Coconut Cauliflower Curry
Ingredients
1 medium-sized cauliflower, cut into florets
1 tablespoon coconut oil or olive oil
1 medium onion, finely chopped
2 cloves of garlic, minced
1-inch piece of ginger, grated
1-2 green chilies, finely chopped (adjust to your spice preference)
1 tablespoon curry powder
1 teaspoon ground cumin
1 teaspoon ground coriander
1/2 teaspoon turmeric powder
1 can (14 oz) coconut milk (full-fat for a creamier curry)
1 cup vegetable broth or water
Salt and pepper to taste
Fresh cilantro (coriander) leaves for garnish
Instructions
In a large skillet or pot, heat coconut oil or olive oil over medium heat.

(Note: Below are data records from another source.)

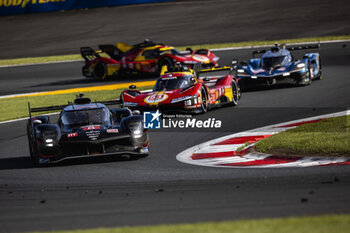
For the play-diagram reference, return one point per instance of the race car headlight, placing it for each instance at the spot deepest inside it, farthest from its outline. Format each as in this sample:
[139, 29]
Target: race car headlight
[49, 140]
[301, 65]
[136, 129]
[180, 99]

Add the finely chopped onion and sauté until it becomes soft and translucent.
Stir in the minced garlic, grated ginger, and chopped green chilies. Sauté for another minute until the aromas are released.
Add the curry powder, ground cumin, ground coriander, and turmeric powder to the pot. Stir well to coat the onions and spices evenly.
Add the cauliflower florets to the pot and toss them with the spices and onions until they are well coated.
Pour in the coconut milk and vegetable broth or water, making sure the cauliflower is mostly submerged.
Season with salt and pepper to taste. Bring the mixture to a gentle boil, then reduce the heat to low, cover the pot, and let it simmer for about 15-20 minutes, or until the cauliflower becomes tender.
Check the seasoning and adjust if needed.
Once the cauliflower is cooked to your desired tenderness, remove the pot from heat.
Garnish the Coconut Cauliflower Curry with fresh cilantro leaves before serving.
Serve this Coconut Cauliflower Curry as a comforting and satisfying low-carb meal with some cauliflower rice or low-carb naan on the side. Enjoy the creamy and delicious flavors of this curry!